[OpenAFS] Best AFS performance/load/hotspot monitoring?

Alf Wachsmann alfw@slac.stanford.edu
Thu, 24 Aug 2006 13:19:49 -0700 (PDT)

On Thu, 24 Aug 2006, Jeff Blaine wrote:
> What are people using for AFS performance monitoring?

That depends on what you mean by "AFS performance".

You could write a big file into AFS space every 10 minutes
or so and measure how long it takes. Make a plot out of it.
Same for reading.
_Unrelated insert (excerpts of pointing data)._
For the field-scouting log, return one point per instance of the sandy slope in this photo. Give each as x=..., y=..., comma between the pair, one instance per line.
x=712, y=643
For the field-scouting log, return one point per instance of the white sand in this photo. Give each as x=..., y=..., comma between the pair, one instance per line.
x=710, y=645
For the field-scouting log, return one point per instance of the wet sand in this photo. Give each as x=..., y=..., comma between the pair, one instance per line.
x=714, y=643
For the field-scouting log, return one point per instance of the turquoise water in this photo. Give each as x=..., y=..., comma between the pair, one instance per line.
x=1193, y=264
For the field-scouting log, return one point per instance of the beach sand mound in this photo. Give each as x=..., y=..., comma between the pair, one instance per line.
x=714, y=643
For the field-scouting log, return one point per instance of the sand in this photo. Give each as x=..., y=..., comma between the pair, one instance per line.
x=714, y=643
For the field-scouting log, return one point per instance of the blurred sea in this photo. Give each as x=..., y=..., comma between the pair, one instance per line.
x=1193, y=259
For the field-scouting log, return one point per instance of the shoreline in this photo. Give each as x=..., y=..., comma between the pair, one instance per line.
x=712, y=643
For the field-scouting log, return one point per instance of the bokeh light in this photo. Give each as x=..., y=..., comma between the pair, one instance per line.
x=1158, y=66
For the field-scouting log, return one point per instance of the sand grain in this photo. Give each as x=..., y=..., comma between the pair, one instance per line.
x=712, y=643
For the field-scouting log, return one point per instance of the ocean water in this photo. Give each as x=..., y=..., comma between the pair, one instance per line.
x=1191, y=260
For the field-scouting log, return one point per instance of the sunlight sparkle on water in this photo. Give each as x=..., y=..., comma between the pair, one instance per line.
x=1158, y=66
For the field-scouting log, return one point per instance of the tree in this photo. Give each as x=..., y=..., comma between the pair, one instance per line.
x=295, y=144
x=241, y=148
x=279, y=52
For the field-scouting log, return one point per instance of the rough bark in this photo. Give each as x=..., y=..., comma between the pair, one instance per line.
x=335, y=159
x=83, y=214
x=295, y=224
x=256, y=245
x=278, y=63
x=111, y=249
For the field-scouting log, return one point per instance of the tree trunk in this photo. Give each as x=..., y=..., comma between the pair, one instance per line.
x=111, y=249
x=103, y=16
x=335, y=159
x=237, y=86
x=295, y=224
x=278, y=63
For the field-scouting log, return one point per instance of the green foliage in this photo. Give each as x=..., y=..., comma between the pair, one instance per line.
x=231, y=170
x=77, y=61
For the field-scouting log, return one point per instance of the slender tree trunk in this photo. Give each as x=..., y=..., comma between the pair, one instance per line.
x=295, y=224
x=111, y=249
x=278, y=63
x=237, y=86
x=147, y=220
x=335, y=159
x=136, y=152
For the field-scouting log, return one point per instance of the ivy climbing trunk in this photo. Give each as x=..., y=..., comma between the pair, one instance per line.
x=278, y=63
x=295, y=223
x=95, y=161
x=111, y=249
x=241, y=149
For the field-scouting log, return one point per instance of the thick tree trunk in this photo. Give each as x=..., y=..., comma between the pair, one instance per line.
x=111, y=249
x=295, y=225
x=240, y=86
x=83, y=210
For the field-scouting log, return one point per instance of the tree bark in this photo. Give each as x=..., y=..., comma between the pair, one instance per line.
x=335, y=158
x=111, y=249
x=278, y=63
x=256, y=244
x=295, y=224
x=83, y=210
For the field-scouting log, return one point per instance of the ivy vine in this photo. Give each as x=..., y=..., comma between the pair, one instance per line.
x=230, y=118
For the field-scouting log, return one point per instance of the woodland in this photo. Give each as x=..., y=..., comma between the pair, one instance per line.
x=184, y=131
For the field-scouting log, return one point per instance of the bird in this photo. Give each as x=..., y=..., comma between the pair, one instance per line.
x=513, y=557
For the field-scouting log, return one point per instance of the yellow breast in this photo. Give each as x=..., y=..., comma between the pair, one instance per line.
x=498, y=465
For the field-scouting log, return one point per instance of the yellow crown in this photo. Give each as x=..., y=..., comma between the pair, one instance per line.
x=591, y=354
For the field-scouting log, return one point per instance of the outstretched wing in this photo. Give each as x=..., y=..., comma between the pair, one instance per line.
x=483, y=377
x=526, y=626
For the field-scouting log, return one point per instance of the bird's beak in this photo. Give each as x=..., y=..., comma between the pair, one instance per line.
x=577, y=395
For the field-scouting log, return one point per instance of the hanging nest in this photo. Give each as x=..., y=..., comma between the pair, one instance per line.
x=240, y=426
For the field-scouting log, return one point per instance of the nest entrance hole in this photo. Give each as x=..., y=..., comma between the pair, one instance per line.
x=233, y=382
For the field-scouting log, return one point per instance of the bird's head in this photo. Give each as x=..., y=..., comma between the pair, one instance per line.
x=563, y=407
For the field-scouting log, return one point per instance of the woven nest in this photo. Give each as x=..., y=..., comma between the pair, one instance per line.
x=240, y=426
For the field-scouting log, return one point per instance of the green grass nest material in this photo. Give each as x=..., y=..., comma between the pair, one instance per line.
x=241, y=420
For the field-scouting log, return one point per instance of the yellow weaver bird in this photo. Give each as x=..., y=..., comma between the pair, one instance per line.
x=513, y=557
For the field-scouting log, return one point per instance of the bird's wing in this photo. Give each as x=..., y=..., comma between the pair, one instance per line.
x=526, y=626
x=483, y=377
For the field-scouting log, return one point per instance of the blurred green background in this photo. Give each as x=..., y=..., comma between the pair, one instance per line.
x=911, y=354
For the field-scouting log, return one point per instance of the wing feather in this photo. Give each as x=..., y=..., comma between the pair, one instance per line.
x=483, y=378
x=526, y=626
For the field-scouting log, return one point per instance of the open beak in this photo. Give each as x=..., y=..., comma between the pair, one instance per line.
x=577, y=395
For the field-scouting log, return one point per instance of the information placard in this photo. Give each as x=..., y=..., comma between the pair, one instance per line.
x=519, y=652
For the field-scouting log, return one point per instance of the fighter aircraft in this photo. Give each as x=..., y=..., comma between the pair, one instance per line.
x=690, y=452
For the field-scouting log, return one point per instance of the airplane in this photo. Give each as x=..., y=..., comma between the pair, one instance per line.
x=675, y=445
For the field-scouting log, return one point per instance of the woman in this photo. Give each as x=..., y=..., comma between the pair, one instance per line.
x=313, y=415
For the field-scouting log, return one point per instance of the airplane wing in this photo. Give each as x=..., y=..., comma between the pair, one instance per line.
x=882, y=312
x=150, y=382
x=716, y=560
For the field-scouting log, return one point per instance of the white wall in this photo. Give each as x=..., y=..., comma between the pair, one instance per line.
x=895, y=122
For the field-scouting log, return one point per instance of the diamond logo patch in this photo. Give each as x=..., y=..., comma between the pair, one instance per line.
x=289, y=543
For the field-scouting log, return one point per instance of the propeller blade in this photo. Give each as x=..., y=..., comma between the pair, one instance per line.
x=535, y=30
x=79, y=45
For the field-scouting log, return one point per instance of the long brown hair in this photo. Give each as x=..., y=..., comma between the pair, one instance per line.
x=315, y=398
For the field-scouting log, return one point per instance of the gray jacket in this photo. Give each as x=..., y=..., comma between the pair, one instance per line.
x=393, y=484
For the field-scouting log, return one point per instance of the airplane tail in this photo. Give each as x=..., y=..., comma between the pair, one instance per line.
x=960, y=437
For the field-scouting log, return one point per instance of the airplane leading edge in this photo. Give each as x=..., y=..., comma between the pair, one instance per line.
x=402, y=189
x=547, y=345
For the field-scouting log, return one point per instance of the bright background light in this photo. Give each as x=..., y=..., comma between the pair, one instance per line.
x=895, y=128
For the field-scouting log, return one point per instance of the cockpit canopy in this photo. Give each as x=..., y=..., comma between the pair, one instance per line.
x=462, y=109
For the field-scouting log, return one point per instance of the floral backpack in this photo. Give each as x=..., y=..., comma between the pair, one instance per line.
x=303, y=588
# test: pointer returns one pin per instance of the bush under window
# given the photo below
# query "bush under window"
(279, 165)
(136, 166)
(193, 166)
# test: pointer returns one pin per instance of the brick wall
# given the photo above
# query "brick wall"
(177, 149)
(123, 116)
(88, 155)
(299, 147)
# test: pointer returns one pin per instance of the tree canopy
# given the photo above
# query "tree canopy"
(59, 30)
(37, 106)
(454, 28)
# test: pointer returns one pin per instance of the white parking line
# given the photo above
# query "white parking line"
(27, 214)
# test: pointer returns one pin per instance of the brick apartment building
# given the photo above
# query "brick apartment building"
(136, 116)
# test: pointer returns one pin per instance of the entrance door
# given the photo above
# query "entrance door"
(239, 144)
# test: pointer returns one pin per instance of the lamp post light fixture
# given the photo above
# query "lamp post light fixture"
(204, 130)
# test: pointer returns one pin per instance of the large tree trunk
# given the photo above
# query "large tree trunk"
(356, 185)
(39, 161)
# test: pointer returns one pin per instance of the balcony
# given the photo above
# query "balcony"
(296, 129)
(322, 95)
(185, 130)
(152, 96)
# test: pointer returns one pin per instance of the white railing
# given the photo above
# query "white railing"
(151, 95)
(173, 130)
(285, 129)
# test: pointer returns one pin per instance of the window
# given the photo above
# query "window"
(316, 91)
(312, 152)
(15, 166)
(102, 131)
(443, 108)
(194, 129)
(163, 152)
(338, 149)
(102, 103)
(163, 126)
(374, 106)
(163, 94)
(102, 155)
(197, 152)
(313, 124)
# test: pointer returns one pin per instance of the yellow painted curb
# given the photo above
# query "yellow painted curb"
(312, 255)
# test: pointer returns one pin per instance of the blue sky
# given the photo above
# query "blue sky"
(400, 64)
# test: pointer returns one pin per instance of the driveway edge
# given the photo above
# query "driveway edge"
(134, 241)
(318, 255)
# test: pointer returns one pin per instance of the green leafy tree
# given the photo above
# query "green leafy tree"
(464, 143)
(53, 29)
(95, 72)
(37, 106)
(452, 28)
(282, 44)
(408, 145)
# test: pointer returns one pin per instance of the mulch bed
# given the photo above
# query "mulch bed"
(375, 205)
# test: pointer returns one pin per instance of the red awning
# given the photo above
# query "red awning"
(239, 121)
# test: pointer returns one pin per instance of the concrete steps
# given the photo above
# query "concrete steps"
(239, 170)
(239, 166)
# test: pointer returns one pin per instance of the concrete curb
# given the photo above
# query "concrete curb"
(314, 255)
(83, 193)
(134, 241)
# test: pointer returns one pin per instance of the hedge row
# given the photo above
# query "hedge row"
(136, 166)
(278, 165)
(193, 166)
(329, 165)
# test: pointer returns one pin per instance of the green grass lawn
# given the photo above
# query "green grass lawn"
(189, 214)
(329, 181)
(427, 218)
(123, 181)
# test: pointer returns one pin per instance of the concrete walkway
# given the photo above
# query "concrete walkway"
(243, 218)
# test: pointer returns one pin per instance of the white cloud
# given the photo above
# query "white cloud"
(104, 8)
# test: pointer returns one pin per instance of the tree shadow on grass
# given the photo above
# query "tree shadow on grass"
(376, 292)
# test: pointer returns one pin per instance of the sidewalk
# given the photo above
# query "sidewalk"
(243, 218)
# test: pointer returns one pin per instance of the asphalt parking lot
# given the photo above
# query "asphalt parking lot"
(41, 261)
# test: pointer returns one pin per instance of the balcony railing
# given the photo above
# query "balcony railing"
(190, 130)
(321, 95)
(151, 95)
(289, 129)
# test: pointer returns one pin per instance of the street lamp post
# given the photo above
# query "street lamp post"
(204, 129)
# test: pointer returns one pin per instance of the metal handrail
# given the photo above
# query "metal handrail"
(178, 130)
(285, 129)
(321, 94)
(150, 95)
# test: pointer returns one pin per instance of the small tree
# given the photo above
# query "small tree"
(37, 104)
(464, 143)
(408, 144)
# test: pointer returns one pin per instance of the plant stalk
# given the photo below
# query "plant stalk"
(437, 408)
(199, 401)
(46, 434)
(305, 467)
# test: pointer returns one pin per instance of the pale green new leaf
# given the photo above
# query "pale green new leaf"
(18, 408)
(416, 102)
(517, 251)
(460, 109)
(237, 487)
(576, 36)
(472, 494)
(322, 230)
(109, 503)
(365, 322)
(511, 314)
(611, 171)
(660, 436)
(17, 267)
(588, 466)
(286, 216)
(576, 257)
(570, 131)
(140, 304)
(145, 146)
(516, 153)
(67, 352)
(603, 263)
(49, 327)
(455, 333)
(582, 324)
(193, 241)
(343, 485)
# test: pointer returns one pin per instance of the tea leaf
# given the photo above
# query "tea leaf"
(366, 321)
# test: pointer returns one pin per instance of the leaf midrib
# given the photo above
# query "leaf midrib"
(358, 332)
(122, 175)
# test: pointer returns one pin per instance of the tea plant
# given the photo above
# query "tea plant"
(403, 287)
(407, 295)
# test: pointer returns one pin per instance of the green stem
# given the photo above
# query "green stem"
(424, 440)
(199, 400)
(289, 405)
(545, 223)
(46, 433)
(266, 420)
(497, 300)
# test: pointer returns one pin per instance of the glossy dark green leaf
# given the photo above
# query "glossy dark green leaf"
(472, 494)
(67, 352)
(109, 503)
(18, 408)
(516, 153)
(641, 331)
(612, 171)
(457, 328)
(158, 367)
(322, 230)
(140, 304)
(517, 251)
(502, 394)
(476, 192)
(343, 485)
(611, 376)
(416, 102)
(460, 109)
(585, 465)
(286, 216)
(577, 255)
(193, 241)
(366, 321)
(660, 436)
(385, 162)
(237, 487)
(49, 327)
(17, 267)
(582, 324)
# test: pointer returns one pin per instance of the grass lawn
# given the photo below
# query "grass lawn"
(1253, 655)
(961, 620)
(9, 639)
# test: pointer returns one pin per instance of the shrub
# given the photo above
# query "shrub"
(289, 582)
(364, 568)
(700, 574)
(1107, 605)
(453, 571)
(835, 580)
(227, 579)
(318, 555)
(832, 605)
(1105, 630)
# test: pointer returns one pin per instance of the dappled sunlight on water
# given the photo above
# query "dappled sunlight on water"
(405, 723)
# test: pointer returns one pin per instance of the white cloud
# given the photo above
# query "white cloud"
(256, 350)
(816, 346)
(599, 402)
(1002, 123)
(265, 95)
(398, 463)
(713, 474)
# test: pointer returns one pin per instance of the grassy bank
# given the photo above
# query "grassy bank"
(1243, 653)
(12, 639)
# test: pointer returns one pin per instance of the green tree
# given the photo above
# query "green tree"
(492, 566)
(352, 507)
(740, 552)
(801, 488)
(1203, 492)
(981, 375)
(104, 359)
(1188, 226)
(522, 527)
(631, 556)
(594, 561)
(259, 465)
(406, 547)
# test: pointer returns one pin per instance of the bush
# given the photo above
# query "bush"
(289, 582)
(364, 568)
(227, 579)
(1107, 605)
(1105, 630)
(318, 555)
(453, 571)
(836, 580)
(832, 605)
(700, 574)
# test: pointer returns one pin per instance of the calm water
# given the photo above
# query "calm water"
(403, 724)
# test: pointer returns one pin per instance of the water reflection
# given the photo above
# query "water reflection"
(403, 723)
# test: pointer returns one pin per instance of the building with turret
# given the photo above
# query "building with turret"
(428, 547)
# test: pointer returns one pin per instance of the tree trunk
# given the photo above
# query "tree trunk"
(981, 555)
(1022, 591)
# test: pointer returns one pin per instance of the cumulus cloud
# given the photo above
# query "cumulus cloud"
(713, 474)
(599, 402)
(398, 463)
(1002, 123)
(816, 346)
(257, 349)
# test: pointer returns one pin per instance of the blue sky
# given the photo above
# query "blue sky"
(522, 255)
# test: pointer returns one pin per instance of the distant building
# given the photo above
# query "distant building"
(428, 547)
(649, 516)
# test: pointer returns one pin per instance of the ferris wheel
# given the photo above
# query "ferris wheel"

We are not doing this.

> Even if it's scout or afsmonitor, please respond.

These are good if you want to monitor AFS internal statistics.
If you have ever used the infamous "meltdown" script, you might
want to monitor some of the parameters it checks for.
This is what we do.

> I would like to hear how people are using these as well (what
> makes the most sense to monitor for general purposes, etc).

I have written a Perl module to all these functions
( http://www.slac.stanford.edu/~alfw/AFS-Monitor/ )
that makes it very easy to add these metrics to Ganglia or Nagios.
We are using Nagios at SLAC because we want the alarming part.
Some of our Nagios scripts are on the above web site.

-- Alf.

  Alf Wachsmann                       | e-mail: alfw@slac.stanford.edu
  SLAC - Scientific Computing         | Phone:  +1-650-926-4802
  2575 Sand Hill Road, M/S 97         | FAX:    +1-650-926-3329
  Menlo Park, CA 94025, USA           | Office: Bldg. 50/323
                http://www.slac.stanford.edu/~alfw (PGP)